ANU will bring Dr Marian Burr to the university next year, to continue her leading research in cancer immunotherapy.

The Australian National University (ANU) will be home to a large-scale cancer research program for the next eight years.

The fellowship, funded by Canberra’s own Snow Medical Research Foundation (Snow Medical), will provide $8 million from 2021 to bring Dr Marian Burr to the University.

Dr Burr is an early-career researcher, with a background in immunology and pathology, and has spent the past four years at Melbourne’s Peter MacCallum Cancer Centre.

Dr Marian Burr.

She will continue her focus research on cancer immunotherapy, which uses the immune system to target cancer cells.

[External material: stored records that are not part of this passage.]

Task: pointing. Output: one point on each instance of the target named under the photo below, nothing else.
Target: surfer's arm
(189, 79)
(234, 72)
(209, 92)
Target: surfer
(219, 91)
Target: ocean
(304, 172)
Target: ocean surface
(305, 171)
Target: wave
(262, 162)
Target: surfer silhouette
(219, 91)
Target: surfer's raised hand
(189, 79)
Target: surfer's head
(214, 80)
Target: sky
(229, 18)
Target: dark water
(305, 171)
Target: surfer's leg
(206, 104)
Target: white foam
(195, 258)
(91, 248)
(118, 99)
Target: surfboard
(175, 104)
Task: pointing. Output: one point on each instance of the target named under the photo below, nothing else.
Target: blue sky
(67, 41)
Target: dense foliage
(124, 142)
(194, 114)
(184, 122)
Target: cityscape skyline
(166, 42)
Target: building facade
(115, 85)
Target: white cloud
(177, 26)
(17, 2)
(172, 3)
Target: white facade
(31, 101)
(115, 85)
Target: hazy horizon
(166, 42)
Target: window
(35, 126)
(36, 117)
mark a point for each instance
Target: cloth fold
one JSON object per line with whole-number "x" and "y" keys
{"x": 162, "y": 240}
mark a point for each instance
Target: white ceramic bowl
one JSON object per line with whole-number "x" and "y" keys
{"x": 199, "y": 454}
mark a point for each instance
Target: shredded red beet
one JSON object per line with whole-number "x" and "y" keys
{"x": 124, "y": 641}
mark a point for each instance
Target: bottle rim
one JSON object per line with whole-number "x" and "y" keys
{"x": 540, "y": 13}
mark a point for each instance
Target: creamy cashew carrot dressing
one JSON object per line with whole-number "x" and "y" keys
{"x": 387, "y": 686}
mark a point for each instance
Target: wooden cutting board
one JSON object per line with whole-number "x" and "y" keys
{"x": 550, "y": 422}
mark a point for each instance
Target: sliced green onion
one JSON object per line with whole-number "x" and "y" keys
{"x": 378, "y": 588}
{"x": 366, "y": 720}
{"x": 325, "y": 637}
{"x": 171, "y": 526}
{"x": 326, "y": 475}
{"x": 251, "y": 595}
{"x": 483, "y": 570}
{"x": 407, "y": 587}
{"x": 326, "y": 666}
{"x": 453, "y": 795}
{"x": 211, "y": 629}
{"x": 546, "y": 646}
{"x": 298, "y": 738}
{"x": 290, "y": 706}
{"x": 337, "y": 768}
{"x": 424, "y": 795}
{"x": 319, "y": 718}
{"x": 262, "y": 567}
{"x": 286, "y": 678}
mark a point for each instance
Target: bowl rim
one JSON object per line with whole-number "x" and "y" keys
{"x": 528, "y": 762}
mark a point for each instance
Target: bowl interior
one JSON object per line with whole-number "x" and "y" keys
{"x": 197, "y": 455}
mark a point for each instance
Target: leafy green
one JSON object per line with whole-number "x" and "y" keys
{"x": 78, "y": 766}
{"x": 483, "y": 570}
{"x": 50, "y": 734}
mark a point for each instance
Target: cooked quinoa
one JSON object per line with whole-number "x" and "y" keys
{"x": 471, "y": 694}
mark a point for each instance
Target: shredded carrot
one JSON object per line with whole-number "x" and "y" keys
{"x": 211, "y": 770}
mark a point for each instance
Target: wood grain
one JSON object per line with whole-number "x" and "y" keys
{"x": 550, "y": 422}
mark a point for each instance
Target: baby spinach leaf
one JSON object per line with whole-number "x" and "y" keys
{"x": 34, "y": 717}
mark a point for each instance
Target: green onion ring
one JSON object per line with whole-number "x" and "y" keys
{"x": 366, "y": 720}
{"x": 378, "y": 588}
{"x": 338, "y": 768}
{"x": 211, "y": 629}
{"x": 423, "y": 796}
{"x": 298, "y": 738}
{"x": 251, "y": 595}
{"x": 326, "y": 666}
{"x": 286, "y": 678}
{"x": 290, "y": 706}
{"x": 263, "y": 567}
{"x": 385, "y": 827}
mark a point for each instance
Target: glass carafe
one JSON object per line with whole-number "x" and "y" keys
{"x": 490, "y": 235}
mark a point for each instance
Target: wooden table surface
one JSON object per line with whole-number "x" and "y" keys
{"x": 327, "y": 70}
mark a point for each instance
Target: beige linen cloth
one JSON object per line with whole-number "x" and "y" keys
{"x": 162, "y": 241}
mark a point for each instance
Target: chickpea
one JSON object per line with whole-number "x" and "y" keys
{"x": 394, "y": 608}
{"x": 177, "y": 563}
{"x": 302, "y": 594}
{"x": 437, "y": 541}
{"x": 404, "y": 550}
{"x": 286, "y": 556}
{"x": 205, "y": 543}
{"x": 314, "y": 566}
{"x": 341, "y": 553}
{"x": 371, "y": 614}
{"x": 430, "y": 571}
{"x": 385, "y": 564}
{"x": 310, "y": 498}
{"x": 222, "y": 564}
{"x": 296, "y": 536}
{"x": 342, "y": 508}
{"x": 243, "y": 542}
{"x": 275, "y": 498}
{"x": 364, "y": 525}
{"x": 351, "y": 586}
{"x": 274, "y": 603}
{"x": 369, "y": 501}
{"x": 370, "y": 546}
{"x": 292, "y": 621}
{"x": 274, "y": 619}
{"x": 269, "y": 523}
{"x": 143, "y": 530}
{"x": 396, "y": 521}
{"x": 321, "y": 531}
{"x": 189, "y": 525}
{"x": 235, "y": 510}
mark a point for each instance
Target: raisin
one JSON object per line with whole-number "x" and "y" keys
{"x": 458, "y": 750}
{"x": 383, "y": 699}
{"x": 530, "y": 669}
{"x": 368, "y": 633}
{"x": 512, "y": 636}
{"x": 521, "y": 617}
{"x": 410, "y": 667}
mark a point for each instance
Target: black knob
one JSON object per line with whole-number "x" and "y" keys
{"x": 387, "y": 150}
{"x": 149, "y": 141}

“In terms of this as a fellowship, this is incredibly unique and generous in terms of what has previously been offered in Australia,” she said. 

“My research is focused around using the immune system to target cancer cells. The therapy worked very well for some patients and in certain cancers.

“What my research is trying to understand are the tumours that aren’t responding.”

The inaugural fellowship is one of three allocated by Snow Medical, with two other fellowships awarded nationally to focus research on heart disease and autoimmune diseases.

ANU Vice-Chancellor Professor Brian Schmidt thanked Snow Medical for investing in the important research.

“The Snow Fellowship has brought one of the world’s most promising early-career cancer researchers to ANU and Canberra – an outcome that would not only benefit Australia but the world,” he said.

“Cancer is a killer, and it has been a terrible killer for many years. But in Marian, cancer has a formidable enemy, and the work she will undertake as part of this research program will give hope to many both now and in the future.”

The research will focus on identifying ‘immune checkpoint inhibitors’, which activate T cells in the immune system to find and eliminate cancer.

Dr Burr said it was an exciting breakthrough for the disease.

“What is so exciting is the incredible potential immunotherapy has to wipe out cancer that has spread to different parts of the body. And for some cancers, that’s a complete game-changer.

“Using cutting-edge technologies, my team will build on our recent discoveries to enhance immune targeting of aggressive cancers—such as lung cancer, melanoma and leukaemia, and to better understand the mechanisms cancer cells use to hide or shield themselves from the immune system.

As an early-career researcher, Dr Burr said she was shocked to have secured the fellowship in what was a competitive application process.

“For me at this point it’s a huge boost. The most difficult point in people’s career in this field is shifting from a post doctorate fellow and then establishing a research team,” she said.

“It has been a problem for women in particular, so to have this type of security to bridging that gap and build my research team is really exciting.”